I’ve been around the religion block a few times, so I’m familiar with a lot of the criticisms about Catholicism — and believe me, I’ve voiced a few doubts myself over the years. Some people don’t like the regimented, rote responses we like to use on Sunday during Mass. There’s a reason for that. Some people don’t like surprises. Maybe we like to know what’s coming next. The idea that some Christian is going to wave his arms up in the air and yell about how much he loves Jesus in the morning makes us a tad uncomfortable. Especially on Sunday morning after we’ve had a really fun Saturday night. We need calm and quiet for God’s sake.
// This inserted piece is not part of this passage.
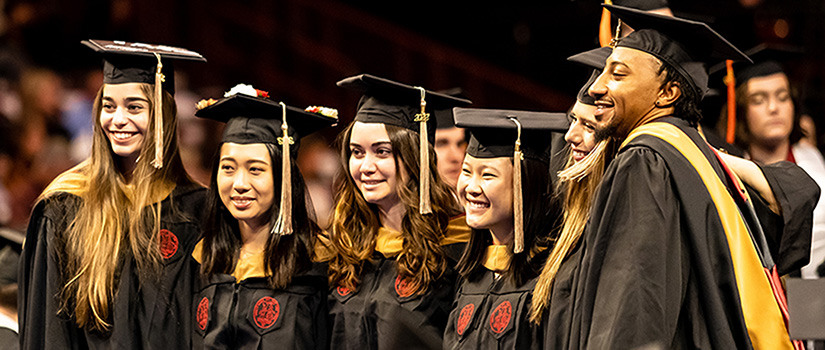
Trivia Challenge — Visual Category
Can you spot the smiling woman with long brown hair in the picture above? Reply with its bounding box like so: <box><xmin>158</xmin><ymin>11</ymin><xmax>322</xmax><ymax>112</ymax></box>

All of this makes sense to me. The rote responses on Sunday, the great food, the long white tunic the priest wears over last week’s black pants and the black button shirt that has the old spaghetti sauce stains on it from last Friday. People think we’re being fancy when in reality we’re helping the priest out. Catholic school kids, nuns, and priests never really have to worry about what to wear on Monday morning. This, my friends, is a gift, and it gives us more time to focus on memorizing those prayers instead of focusing on our wardrobe and washing our clothes.
What would Jesus do? He’d ease up on the chores and spend some time in quiet contemplation about how magical some people are and how freaking great it is to be loved. If only my message would fit around one of those rubber bracelets. I could start a movement.